Panayotis Mertikopoulos,
Department of Mathematics, National and Kapodistrian University of Athens
Title: The dynamics of AI
FRIDAY 28/4/2023
15:00
Room Τ102, New AUEB Building
ABSTRACT
The recent surge of breakthroughs in machine learning and artificial intelligence has brought to the forefront a tremendous need for new mathematics to serve both as a solid theoretical foundation and as a springboard for further developments. In this talk, we will focus on how machine learning models are actually trained to make predictions and/or generate new data, a problem which is intimately related to the mathematical theory of dynamical systems – and, in particular, the study of gradient flows and (stochastic) gradient descent.

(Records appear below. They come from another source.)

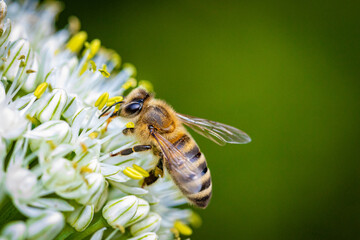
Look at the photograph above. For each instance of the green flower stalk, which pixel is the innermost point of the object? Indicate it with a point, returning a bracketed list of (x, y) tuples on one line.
[(57, 177)]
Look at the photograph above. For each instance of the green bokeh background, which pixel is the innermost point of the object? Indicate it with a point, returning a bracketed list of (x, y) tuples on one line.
[(286, 72)]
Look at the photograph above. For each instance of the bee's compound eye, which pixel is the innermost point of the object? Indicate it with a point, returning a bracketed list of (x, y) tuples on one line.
[(133, 108)]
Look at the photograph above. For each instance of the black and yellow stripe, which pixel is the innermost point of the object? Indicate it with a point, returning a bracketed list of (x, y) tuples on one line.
[(189, 148)]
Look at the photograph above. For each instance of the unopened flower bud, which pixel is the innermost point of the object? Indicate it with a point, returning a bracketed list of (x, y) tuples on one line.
[(64, 179), (21, 183), (20, 47), (141, 212), (14, 231), (54, 106), (145, 236), (81, 217), (150, 224), (118, 212), (45, 227), (96, 184), (56, 131)]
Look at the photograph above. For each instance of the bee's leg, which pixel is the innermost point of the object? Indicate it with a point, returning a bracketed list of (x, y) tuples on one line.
[(157, 172), (127, 151), (128, 131)]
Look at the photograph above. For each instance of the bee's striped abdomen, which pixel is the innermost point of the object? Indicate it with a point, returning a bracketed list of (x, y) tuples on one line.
[(189, 148)]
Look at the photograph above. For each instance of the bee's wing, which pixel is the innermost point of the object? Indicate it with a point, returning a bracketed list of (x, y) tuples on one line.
[(218, 132), (180, 167)]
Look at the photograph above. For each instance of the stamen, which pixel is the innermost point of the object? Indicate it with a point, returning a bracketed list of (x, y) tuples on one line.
[(86, 169), (116, 59), (104, 71), (94, 48), (93, 65), (141, 170), (33, 120), (147, 85), (130, 67), (114, 100), (183, 228), (77, 41), (84, 68), (30, 71), (195, 220), (93, 135), (131, 82), (117, 108), (176, 233), (83, 147), (132, 173), (39, 91), (121, 228), (130, 125), (74, 24), (101, 101)]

We will begin by discussing how dynamical systems (in both discrete and continuous time) can be used to analyze and predict the outcome of the training process of an artificial neural network, guaranteeing convergence to critical points while avoiding unstable saddle points and other undesirable solutions. We will then proceed to examine what type of phenomena may arise when such systems interact – e.g., as in the case of generative adversarial networks. In this more general setting, the convergence landscape is considerably more treacherous, and gradient algorithms may be trapped by "spurious attractors" that are in no way optimal - a fact which highlights the fundamental gap in difficulty between training generative versus discriminative models.